Cedric was quiet for a moment.
Then he smiled — genuinely, without reservation.
"All right," he said. "I'm with you."
They walked toward the trophy side by side, each reaching out a hand toward one of its gleaming handles.
"Count of three?" Harry said. "One — two — three—"
They each seized a handle.
The Goblet of Fire activated. Neither champion could release their grip. The trophy spun and blazed, lifting them from the ground, and they were hurled forward through a rush of wind and colour.
---
Deep inside the maze, Sirius Black watched the names "Harry Potter" and "Cedric Diggory" vanish from the Marauder's Map.
He stared at the Goblet of Fire in front of him — the real Goblet of Fire, still sitting placidly in the rubble of its stone disguise.
It looked back at him, blankly, without apology.
Sirius stood very still as the understanding settled over him.
McNeil had never touched the Goblet. He had never dared to touch something Dumbledore himself had enchanted. He hadn't needed to.
He had simply hidden it. Concealed it inside a hollow stone pillar. And then — somewhere southwest, somewhere in the maze — he had created a second object. Something that looked enough like the Goblet to fool two champions sprinting toward the end of a gruelling competition. Something he had transfigured into a Portkey.
Sirius had almost reached them in time.
"McNeil, you cunning, wretched—" He stopped, forcing himself to think instead of rage.
Where were Harry and Cedric now? Little Hangleton? Somewhere else entirely? With Barty Crouch Jr.'s information exposed and Voldemort's plans disrupted, there was every chance the destination had been changed. Perhaps Voldemort had learned more through Bertha Jorkins. Perhaps the whole scheme had been revised. Every Order member who had kept watch near that graveyard for days — all of it potentially moot.
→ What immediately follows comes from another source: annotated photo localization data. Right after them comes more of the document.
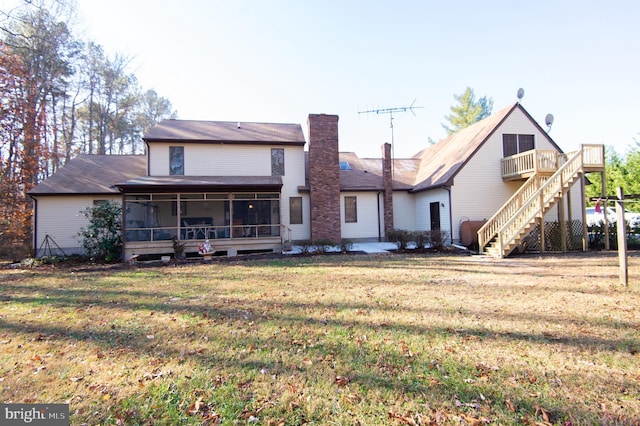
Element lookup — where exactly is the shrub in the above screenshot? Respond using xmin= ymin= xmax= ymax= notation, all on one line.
xmin=387 ymin=229 xmax=450 ymax=251
xmin=426 ymin=229 xmax=449 ymax=249
xmin=296 ymin=239 xmax=314 ymax=255
xmin=386 ymin=229 xmax=412 ymax=249
xmin=77 ymin=201 xmax=122 ymax=262
xmin=340 ymin=238 xmax=354 ymax=253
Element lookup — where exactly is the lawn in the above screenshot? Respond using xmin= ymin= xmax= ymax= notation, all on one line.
xmin=0 ymin=252 xmax=639 ymax=425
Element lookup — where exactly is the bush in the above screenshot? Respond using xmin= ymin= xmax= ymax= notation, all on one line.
xmin=386 ymin=229 xmax=412 ymax=249
xmin=77 ymin=201 xmax=122 ymax=262
xmin=340 ymin=238 xmax=354 ymax=253
xmin=588 ymin=221 xmax=640 ymax=250
xmin=386 ymin=229 xmax=450 ymax=251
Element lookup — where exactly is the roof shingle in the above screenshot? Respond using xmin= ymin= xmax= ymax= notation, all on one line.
xmin=144 ymin=119 xmax=306 ymax=145
xmin=29 ymin=155 xmax=146 ymax=195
Sirius looked back at the sky. The red sparks from Fleur's position had gone dark — Alastor and the others had reached her. Krum's sparks were still burning, which meant McNeil hadn't been dragged out of the maze yet.
Sirius gritted his teeth.
He left the Goblet where it stood without looking back.
He ran.
Before Alastor and the others reached Krum's position, he had to get to McNeil — by whatever means necessary, the Imperius Curse or the Cruciatus Curse, he didn't much care — and force that lying, treacherous Death Eater to tell him exactly what he'd done, where Harry and Cedric had been sent, and what Voldemort was planning.